Le Semis Direct: Une technologie avancée pour une agriculture durable au Maroc

Semis direct et adoption

Les effets micro-économiques très positifs associés au semis direct permetteront un développement du milieu rural marocain en améliorant la productivité de la terre et du travail, en réduisant les temps et la pénibilité des travaux et aussi en garantissant une diversification des productions agricoles.

A travers le monde, la superficie des terres sous le non-labour a augmenté de 2,2 millions d’hectares en 1974 à 40 millions d’hectares en 1997 (Figure 7, voir fichier PDF). Les techniques de semis direct peuvent être ajustées pour des conditions pédo-climatiques variées. Les différentes institutions internationales essayent d’internationaliser le semis direct.

Les avantages associés au semis direct seront la garantie d’une acceptabilité et d’une diffusion rapide de cette technologie. Ce système sera l’origine d’une nouvelle révolution agraire au Maroc comme c’était le cas au Brésil, en Argentine et dans d’autres pays en développement.
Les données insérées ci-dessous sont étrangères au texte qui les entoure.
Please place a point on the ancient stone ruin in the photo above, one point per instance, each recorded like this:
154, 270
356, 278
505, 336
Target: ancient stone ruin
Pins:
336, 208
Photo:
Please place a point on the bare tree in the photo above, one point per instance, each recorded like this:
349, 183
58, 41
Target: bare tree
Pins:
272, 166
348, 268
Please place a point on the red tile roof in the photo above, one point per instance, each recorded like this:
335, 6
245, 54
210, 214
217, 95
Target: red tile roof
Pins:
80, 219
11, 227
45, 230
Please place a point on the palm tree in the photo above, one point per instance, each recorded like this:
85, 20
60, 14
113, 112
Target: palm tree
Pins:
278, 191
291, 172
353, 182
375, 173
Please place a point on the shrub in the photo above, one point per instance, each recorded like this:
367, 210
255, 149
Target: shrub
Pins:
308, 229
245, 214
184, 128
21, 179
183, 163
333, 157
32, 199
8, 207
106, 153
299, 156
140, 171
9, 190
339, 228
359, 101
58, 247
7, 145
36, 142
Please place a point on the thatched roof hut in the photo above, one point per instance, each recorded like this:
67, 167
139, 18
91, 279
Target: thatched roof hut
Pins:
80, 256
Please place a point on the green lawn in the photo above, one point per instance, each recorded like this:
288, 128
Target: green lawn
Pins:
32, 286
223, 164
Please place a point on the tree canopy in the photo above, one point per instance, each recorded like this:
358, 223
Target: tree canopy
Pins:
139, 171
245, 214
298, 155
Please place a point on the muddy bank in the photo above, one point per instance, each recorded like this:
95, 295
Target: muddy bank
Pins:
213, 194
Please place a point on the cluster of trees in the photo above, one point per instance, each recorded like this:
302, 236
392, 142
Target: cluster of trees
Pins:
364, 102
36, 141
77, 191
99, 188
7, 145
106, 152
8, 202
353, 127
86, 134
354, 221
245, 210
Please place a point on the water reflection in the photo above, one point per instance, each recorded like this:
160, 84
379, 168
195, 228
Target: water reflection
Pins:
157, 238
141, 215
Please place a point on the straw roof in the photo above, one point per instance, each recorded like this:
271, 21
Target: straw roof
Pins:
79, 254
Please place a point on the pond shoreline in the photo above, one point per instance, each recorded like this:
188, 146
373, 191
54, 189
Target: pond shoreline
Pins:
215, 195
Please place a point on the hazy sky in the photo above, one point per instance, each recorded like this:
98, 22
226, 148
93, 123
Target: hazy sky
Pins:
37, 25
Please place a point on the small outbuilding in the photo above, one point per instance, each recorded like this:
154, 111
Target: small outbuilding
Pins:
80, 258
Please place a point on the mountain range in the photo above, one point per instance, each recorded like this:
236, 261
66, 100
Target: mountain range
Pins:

Cependant, il faut signaler que deux problèmes majeurs peuvent retarder l’adoption du semis direct au Maroc: la disponibilité des semoirs directs adéquats et la gestion des résidus. En plus, la gestion et l’entretien de la culture doivent être bien appréhendées par les agriculteurs à travers des actions de formation et de sensibilisation.

Conclusions

L’ancienne méthode de labour intégral qui laisse la surface du sol exposée à l’érosion doit être abandonnée. L’utilisation de paillis de chaume, destinés surtout au début à réduire l’érosion, doit devenir une pratique courante. Le semis direct améliore la productivité du sol en réduisant l’érosion hydrique et éolienne, le tassement et le compactage. Il améliore aussi la stabilité structurale, la porosité, la portance, la teneur en humus, l’activité biologique, le peuplement de vers de terre et l’enracinement.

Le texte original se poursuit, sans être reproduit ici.